Но неужели все обстоит так просто? Давайте вспомним гегелевский анализ френологии, который завершает главу «Наблюдающий разум» в его «Феноменологии духа»: Гегель прибегает здесь к явной фаллической метафоре, для того чтобы объяснить противоположность двух возможных прочтений высказывания «Дух есть кость» (вульгарно-материалистическое «редукционистское» прочтение — форма нашего черепа действенно и непосредственно определяет человеческое сознание — и спекулятивное прочтение — дух достаточно силен, чтобы подтвердить свое тождество с наиболее косной материей и «снять» ее, даже самая косная материя не может обойтись без посредничества Духа).
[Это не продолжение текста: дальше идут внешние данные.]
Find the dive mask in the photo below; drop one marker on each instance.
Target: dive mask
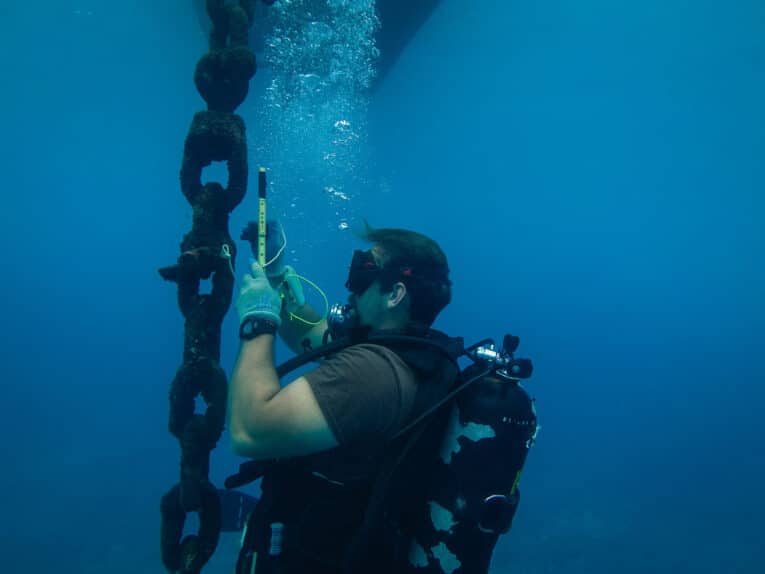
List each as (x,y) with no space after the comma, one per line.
(362,272)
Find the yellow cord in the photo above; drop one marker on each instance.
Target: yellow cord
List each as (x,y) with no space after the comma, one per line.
(294,317)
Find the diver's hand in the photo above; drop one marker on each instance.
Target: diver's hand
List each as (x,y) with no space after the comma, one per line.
(257,298)
(276,241)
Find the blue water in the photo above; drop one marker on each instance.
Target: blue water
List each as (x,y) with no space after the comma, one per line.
(592,169)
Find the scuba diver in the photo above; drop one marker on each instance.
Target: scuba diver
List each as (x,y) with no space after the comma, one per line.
(386,457)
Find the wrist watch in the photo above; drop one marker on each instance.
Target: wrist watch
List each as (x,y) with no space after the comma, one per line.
(252,327)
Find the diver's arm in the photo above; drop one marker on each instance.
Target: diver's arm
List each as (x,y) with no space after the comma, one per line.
(268,421)
(293,331)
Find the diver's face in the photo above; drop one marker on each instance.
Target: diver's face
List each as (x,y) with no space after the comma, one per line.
(370,306)
(366,296)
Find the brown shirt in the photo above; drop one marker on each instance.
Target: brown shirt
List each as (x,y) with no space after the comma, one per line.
(365,392)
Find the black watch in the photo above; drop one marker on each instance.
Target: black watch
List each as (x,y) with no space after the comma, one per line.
(252,327)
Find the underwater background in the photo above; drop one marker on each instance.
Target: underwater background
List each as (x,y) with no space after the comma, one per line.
(594,171)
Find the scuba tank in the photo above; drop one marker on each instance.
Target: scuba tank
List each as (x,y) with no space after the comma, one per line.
(455,491)
(472,492)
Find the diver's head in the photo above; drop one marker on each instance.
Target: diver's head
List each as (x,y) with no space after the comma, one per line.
(402,280)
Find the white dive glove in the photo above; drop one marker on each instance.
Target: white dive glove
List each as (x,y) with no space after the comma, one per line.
(257,298)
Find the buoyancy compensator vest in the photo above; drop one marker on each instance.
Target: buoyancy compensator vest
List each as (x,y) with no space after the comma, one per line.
(435,499)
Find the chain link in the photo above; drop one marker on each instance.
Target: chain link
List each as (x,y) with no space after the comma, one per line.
(222,77)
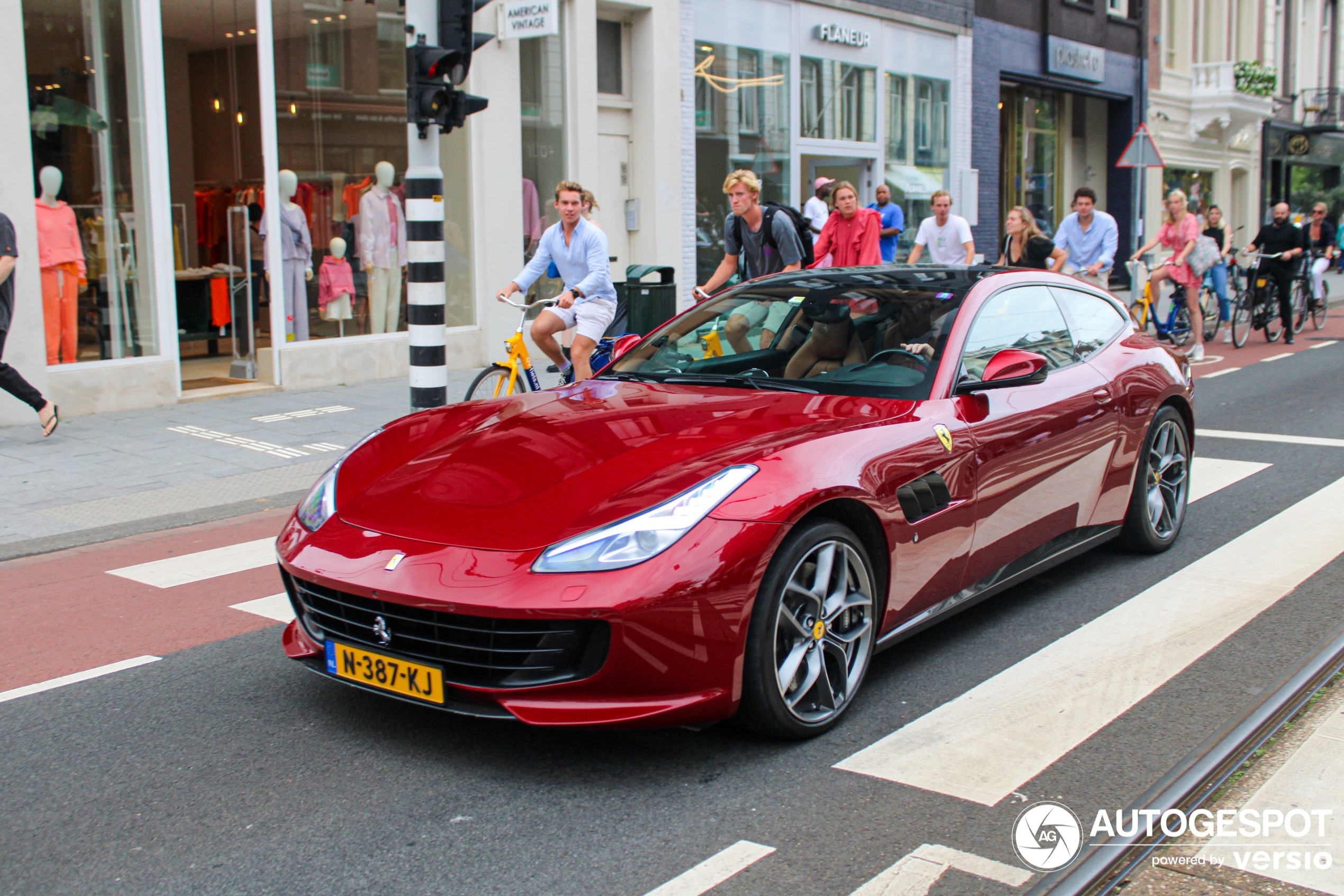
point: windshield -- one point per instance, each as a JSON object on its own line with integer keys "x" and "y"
{"x": 854, "y": 334}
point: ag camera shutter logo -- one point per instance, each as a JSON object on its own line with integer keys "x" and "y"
{"x": 1047, "y": 836}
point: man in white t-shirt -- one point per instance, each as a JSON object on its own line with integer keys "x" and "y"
{"x": 947, "y": 235}
{"x": 816, "y": 208}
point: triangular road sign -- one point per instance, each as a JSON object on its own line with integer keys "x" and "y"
{"x": 1141, "y": 152}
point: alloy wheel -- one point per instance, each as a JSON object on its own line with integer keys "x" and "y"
{"x": 823, "y": 633}
{"x": 1168, "y": 479}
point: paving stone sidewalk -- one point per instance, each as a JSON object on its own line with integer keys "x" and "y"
{"x": 110, "y": 472}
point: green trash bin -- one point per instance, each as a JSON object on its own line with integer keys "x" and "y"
{"x": 647, "y": 305}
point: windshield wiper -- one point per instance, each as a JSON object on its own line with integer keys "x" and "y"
{"x": 732, "y": 379}
{"x": 629, "y": 378}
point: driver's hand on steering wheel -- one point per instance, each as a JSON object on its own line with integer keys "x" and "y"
{"x": 919, "y": 349}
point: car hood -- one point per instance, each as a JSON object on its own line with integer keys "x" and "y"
{"x": 530, "y": 471}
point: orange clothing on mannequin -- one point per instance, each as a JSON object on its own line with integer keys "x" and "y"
{"x": 60, "y": 309}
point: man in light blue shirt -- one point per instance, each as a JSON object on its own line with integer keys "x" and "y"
{"x": 1089, "y": 238}
{"x": 893, "y": 222}
{"x": 580, "y": 252}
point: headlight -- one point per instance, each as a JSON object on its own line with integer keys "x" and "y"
{"x": 320, "y": 504}
{"x": 646, "y": 535}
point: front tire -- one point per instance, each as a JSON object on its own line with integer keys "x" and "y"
{"x": 812, "y": 633}
{"x": 1161, "y": 486}
{"x": 494, "y": 382}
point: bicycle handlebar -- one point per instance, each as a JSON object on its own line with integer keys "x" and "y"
{"x": 544, "y": 301}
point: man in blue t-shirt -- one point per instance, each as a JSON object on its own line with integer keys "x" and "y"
{"x": 893, "y": 222}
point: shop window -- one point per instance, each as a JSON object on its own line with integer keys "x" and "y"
{"x": 839, "y": 101}
{"x": 1030, "y": 152}
{"x": 742, "y": 121}
{"x": 542, "y": 92}
{"x": 917, "y": 147}
{"x": 340, "y": 103}
{"x": 89, "y": 160}
{"x": 609, "y": 58}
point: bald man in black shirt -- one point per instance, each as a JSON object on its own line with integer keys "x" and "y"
{"x": 1280, "y": 237}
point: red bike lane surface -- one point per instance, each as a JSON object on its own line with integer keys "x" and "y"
{"x": 1223, "y": 356}
{"x": 63, "y": 613}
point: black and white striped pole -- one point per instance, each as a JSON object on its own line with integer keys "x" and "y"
{"x": 425, "y": 295}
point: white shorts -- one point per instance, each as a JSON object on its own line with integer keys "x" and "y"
{"x": 588, "y": 319}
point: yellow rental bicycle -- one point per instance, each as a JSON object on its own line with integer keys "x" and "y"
{"x": 514, "y": 374}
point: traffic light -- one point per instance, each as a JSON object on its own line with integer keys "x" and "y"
{"x": 426, "y": 85}
{"x": 455, "y": 33}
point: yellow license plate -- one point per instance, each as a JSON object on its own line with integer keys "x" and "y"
{"x": 384, "y": 672}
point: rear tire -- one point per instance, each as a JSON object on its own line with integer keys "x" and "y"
{"x": 1161, "y": 486}
{"x": 820, "y": 579}
{"x": 492, "y": 383}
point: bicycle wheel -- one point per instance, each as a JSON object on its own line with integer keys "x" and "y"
{"x": 1180, "y": 330}
{"x": 492, "y": 383}
{"x": 1301, "y": 300}
{"x": 1242, "y": 310}
{"x": 1209, "y": 304}
{"x": 1273, "y": 325}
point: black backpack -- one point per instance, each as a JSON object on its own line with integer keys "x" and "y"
{"x": 800, "y": 225}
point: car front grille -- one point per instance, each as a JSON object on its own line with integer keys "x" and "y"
{"x": 480, "y": 652}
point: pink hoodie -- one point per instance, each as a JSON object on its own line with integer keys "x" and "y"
{"x": 58, "y": 237}
{"x": 334, "y": 280}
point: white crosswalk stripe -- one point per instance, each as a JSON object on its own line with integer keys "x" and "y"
{"x": 202, "y": 564}
{"x": 921, "y": 870}
{"x": 1006, "y": 731}
{"x": 273, "y": 608}
{"x": 714, "y": 871}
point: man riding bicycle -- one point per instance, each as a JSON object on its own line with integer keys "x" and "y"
{"x": 1284, "y": 240}
{"x": 580, "y": 252}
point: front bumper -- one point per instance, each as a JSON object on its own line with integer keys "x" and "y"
{"x": 678, "y": 623}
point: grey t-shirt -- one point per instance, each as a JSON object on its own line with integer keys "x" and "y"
{"x": 755, "y": 257}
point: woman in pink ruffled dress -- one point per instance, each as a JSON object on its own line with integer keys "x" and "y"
{"x": 1179, "y": 233}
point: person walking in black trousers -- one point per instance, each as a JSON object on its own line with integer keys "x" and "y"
{"x": 10, "y": 379}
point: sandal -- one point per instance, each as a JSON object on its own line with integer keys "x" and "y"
{"x": 53, "y": 422}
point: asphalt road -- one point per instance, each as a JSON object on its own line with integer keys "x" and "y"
{"x": 228, "y": 769}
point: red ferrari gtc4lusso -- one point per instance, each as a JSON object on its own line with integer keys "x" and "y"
{"x": 740, "y": 511}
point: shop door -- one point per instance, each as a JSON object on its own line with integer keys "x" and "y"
{"x": 613, "y": 188}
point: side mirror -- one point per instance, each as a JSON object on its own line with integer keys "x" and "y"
{"x": 1007, "y": 369}
{"x": 625, "y": 344}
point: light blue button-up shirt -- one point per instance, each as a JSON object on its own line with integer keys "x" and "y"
{"x": 583, "y": 264}
{"x": 1096, "y": 245}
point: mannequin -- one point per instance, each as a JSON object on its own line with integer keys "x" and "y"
{"x": 296, "y": 254}
{"x": 337, "y": 285}
{"x": 382, "y": 248}
{"x": 63, "y": 273}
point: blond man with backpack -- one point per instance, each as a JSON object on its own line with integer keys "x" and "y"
{"x": 757, "y": 241}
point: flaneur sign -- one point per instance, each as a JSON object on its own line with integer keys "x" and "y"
{"x": 839, "y": 34}
{"x": 1076, "y": 60}
{"x": 529, "y": 19}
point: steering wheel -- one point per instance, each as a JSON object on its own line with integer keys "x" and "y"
{"x": 901, "y": 358}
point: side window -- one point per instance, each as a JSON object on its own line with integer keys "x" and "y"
{"x": 1024, "y": 317}
{"x": 1093, "y": 320}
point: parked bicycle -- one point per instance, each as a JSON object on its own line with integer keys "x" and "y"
{"x": 1304, "y": 297}
{"x": 1176, "y": 328}
{"x": 516, "y": 374}
{"x": 1257, "y": 305}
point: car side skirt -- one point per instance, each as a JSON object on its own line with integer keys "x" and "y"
{"x": 1066, "y": 547}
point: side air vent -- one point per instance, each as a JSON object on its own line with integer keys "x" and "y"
{"x": 924, "y": 496}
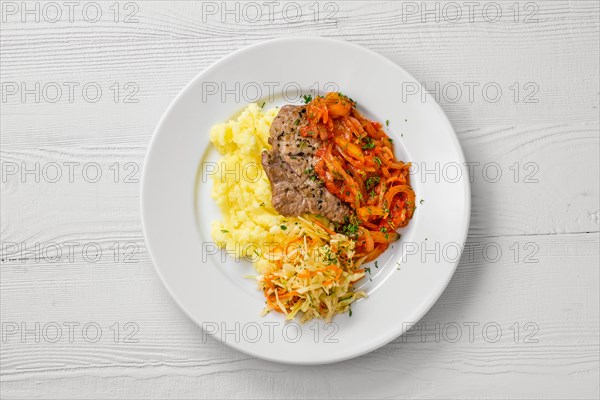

Вульгарно-материалистическое прочтение подобно той точке зрения, которая принимает фаллос только как орган мочеиспускания, в то время как спекулятивное прочтение способно распознать в нем и гораздо более высокую функцию оплодотворения (то есть именно «концепцию»[38] как биологическое предвосхищение понятия)… В первом подходе мы имеем дело с хорошо известным элементарным действием Aufhebung («снятия»): вы должны пройти через низшее. чтобы вновь достичь высшего, обрести утраченную целостность (вы должны утратить непосредственную реальность в самосжатии «мировой ночи» ради того, чтобы восстановить ее как «положенную», опосредованную в результате символической деятельности субъекта; вы должны отказаться от непосредственного органического Целого и отречься от себя в пользу омертвляющей деятельности абстрактного Ума, чтобы восстановить утраченную целостность на более высоком, «опосредованном» уровне как целостность Разума). Может показаться, что такой ход превращается в идеальную мишень для расхожей критики: да, конечно. Гегель осознает ужас психотического самосжатия и «утрату реальности», да, он признает необходимость абстрактного расчленения, но только как обходной маневр на триумфальном пути, с неумолимой диалектической необходимостью приводящем нас назад к воссозданном) органическому Целому… Мы же утверждаем. что такое прочтение упускает важный момент в гегелевском рассуждении:

«Глубина, которую дух извлекает изнутри наружу, но не далее своего представляющего сознания, оставляя ее в нем — и неведение этим сознанием того, что им высказывается, есть такое же сочетание возвышенного и низменного, какое природа наивно выражает в живущем, сочетая орган его наивысшего осуществления — орган деторождения — с органом мочеиспускания. Бесконечное суждение как бесконечное можно было бы назвать осуществлением жизни, постигающей самое себя, а не выходящее из представления сознание его можно было бы сравнить с мочеиспусканием»24.